Ich habe eine Frage an unsere Juristen an Board, auf die ich im Netz keine klare Antwort finde.
Als wir kürzlich in Urlaub geflogen sind, hat sich der Abflug um knapp acht Stunden verspätet. Wir haben im Internet bei einem großen Reiseveranstalter eine Pauschalreise (Flug, Mietwagen und Hotel) gebucht.
Nun meine Frage:
Auf welcher "gesetzlichen" Grundlage wird hier die Entschädigung festgelegt?
Mir sind die
1. Frankfurter Tabelle
und
2. die Verordnung der EG Nr. 261/2004 über eine gemeinsame Regelung für Ausgleichs und Unterstützungsleistungen für Fluggäste [...]
bekannt.
Laut einem Fernsehbeitrag in der Sendung WISO sollte die für mich sehr viel bessere EG-Verordnung anzuwenden sein. KLICK (http://www.zdf.de/ZDFmediathek/beitrag/video/1089214/Tipp-Ihr-Recht-auf-Reisen#/beitrag/video/1089214/Tipp-Ihr-Recht-auf-Reisen) Laut dieser Verordnung wären das insgesamt 800,-- € Entschädigung! Allerdings bin ich mir nicht sicher, ob die Regelung auch tatsächlich für Pauschalreisen gilt.
Die Fluggesellschaft will mich nun unter Berücksichtigung der Frankfurter Tabelle mit einem lächerlichen Betrag abspeisen, den ich eher als Provokation empfinde - insgesamt 35,--€ für zwei Personen :motz:
Ich bin kein Jurist und kenne das hier geltende Recht nicht, komme mir aber schon ziemlich veralbert vor.
Was soll ich tun? Kann mir jemand einen Tipp geben? Gerne auch per PN.
ferryporsche356
03.08.2010, 20:13
Hans,
eine komplett unjuristische Antwort auf Deine Frage, vielleicht auch eine die Du nicht unbedingt hören willst. Dennoch:
Ich saß ebenfalls schon öfters stundenlang am Flughafen mit Verspätung und ich weiß auch dass das keine vergnügungssteuerpflichtige Veranstaltung ist.
Aaaaber: Wenn der Urlaub schön war und Du gut erholt nach Hause kommst dann hake die 8 Stunden ab und beschäftige Dich nicht mit Sachen bei denen man sich wieder ärgern muss.
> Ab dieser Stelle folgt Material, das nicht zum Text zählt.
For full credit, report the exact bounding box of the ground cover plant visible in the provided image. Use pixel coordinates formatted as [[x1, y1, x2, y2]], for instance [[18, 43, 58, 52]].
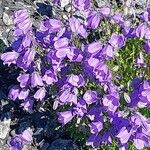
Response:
[[1, 0, 150, 150]]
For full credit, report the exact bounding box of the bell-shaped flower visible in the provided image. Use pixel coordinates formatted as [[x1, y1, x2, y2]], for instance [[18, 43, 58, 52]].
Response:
[[1, 51, 19, 65], [17, 74, 30, 88], [31, 71, 44, 87], [83, 90, 97, 105], [34, 87, 46, 101], [58, 110, 74, 125], [8, 85, 20, 101]]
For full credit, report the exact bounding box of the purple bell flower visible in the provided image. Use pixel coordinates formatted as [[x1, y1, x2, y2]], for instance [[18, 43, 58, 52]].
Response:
[[8, 85, 20, 101], [89, 121, 103, 134], [18, 89, 29, 100], [135, 52, 146, 67], [143, 41, 150, 54], [109, 33, 125, 48], [135, 24, 147, 38], [31, 72, 44, 87], [17, 74, 30, 88], [86, 11, 100, 29], [86, 134, 101, 148], [83, 90, 97, 105], [58, 110, 74, 125], [21, 97, 34, 112], [73, 0, 90, 10], [85, 42, 102, 54], [99, 6, 111, 17], [69, 17, 87, 38], [116, 127, 131, 144], [34, 87, 46, 101], [68, 74, 85, 87], [1, 51, 19, 66]]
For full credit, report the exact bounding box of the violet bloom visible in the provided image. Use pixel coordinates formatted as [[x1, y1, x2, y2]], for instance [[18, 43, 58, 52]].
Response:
[[54, 37, 70, 58], [39, 19, 62, 33], [116, 127, 132, 144], [67, 47, 83, 62], [87, 57, 100, 70], [86, 134, 101, 148], [73, 0, 90, 10], [135, 24, 147, 38], [59, 89, 77, 105], [86, 11, 100, 29], [143, 41, 150, 54], [21, 128, 33, 143], [69, 17, 87, 38], [85, 42, 102, 54], [8, 85, 20, 101], [87, 105, 103, 122], [112, 13, 124, 24], [68, 74, 85, 87], [138, 81, 150, 108], [135, 52, 146, 67], [141, 8, 150, 22], [9, 136, 23, 150], [17, 74, 30, 88], [94, 63, 112, 83], [42, 70, 58, 85], [89, 121, 103, 134], [102, 44, 115, 58], [109, 33, 125, 48], [34, 87, 46, 101], [22, 49, 36, 66], [1, 51, 19, 66], [103, 85, 120, 113], [18, 89, 29, 100], [54, 37, 69, 50], [74, 99, 87, 118], [99, 6, 111, 17], [58, 110, 74, 125], [83, 90, 97, 105], [31, 72, 44, 87], [133, 133, 150, 150]]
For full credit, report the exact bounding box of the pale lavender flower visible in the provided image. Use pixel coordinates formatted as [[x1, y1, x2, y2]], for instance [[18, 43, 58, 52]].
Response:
[[73, 0, 90, 10], [18, 89, 29, 100], [34, 87, 46, 101], [89, 121, 103, 134], [31, 72, 44, 87], [58, 111, 74, 125], [86, 11, 100, 29], [17, 74, 30, 88], [8, 85, 20, 101], [109, 33, 125, 48], [1, 51, 19, 66], [68, 74, 85, 87], [83, 90, 97, 105], [69, 17, 87, 38]]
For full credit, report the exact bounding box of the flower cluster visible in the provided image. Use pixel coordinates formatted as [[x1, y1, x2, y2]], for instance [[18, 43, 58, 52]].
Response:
[[1, 0, 150, 149]]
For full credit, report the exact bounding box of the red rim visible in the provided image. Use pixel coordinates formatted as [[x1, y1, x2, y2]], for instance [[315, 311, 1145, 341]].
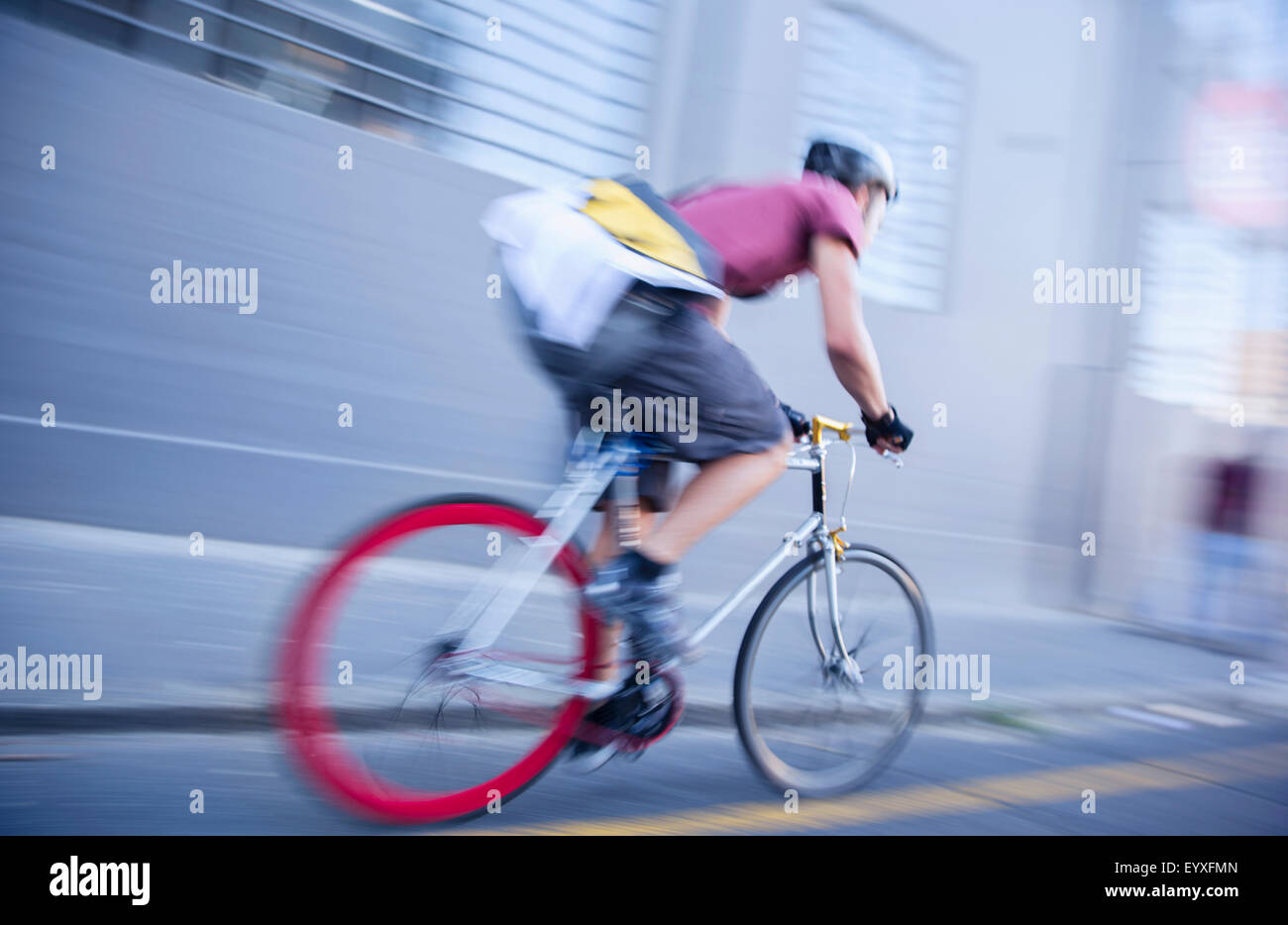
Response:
[[278, 501, 599, 822]]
Das verbreitet nur schlechte Laune und dafür ist ein Urlaub doch nicht, oder? ;)
Mach Dir ein Bier auf, genieße den Sonnenuntergang und schau Dir im HF ein paar schöne Uhren an. :dr:
RAMichel
03.08.2010, 23:25
Meine bescheidene Meinung:
Die Regelungen der EU-Verordnung (EG) Nr. 261/2004 greifen nur bei Flügen, die direkt bei einer Linien-, Charter- oder Billigfluggesellschaft gebucht wurden, nicht aber bei Flügen, die Bestandteil einer Pauschalreise sind.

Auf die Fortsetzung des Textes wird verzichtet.